Außerdem gestaltete sich der Umgang mit den Medien immer schwieriger. City spürte das zum Beispiel bei der LP "Casablanca". Der Titelsong lief, weil es ein harmloser Schlager war, ein Liebeslied über eine Zweierkiste. Aber das restliche Material kam kaum in die Medien, manches geriet in den Giftschrank. Das war bei jeder Platte ähnlich, stets waren zwei, drei Stücke dabei, die eine Öffentlichkeit nie erreichten. Es kam zu dem Eindruck, wir würden hier nur Schlagerchen machen, aber Leute wie Udo Lindenberg, Heinz Rudolf Kunze oder Grönemeyer, die machen andere Songs.

DM: Sie erwähnten die sogenannten Giftschränke. In der Geschichte unserer Rockmusik bestehen ja noch immer einige weiße Felder. Wie ist der Zustand in den Archiven jetzt?

TONI KRAHL: Nach meinen Informationen sind die Archive jetzt offen, es darf so ziemlich alles gespielt werden außer Biermann. Und in diesem besonderen Fall denke ich, Biermann muss einfach hier auftreten. Wenn wir dieses Kapitel unserer jüngsten Vergangenheit weiter verdrängen, sind wir wieder einmal unaufrichtig. Nach den Ereignissen um Biermann verloren wir 400 Künstler, das war ein schmerzlicher Verlust, ein uns heute fehlendes geistiges Potential. Biermann war damals bei uns gar nicht so populär, wie er es selber heute gern sieht. Das enthebt uns aber nicht der Pflicht, ihn anzuhören, auch wenn seine Texte frech sind, seine Verse mitunter ungerecht treffen. Andererseits sind es nur Lieder, nicht mehr und nicht weniger.

Unsere Sektion Rock hat jetzt zu einer Aktivsitzung innerhalb unseres Workshop Ende November die Musiker von Renft eingeladen.

DM: Wo hat die Sektion Rock, deren Vorsitzender Sie sind, heute Partner?

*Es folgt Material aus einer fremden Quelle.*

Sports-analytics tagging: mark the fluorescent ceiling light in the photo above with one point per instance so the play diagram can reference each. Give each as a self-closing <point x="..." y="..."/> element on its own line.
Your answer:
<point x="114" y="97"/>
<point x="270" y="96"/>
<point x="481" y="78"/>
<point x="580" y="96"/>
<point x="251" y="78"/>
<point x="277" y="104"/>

TONI KRAHL: Solche gewachsenen Verbindungen bestehen zur Sektion "Lied und Kleinkunst". Sie arbeiten ja mit ähnlichen Mitteln wie wir, nur eben ein wenig leiser. Über persönliche Kontakte zu Schriftstellern entstehen andere Veranstaltungsangebote. Wenn ich Stefan Heym anrufe, weil wir ein Konzert für Armenien machen, dann beteiligt er sich. Das gilt ebenso für Christoph Hein oder Barbara Thalheim. Solche Konzerte organisierten wir in Schwerin und Halle.

DM: Wofür würden Sie sich in diesen Tagen Eintrittskarten kaufen?

TONI KRAHL: Ich würde zu Eckhard Wenzel, Steffen Mensching ins Konzert gehen, mir eine Karte kaufen und sogar einige Kilometer fahren. Jürgen Eger interessiert mich, Barbara Thalheim, Dirk Zöllner aber ebenso die Mixed Pickles, vielleicht noch einige Garagenbands.

(Es fragte:
Sabine Karradt)


1972 entstand die Gruppe City, 1977 erreichten die Musiker mit "Am Fenster" große Popularität, 1978 lag die erste LP ("Am Fenster") vor, 1979. folgte die 2. LP "Der Tätowierte", 1980 kam "Dreamer", "Unter die Haut" (1983), "Feuer im Eis" (1985), "Casablanca" (1987).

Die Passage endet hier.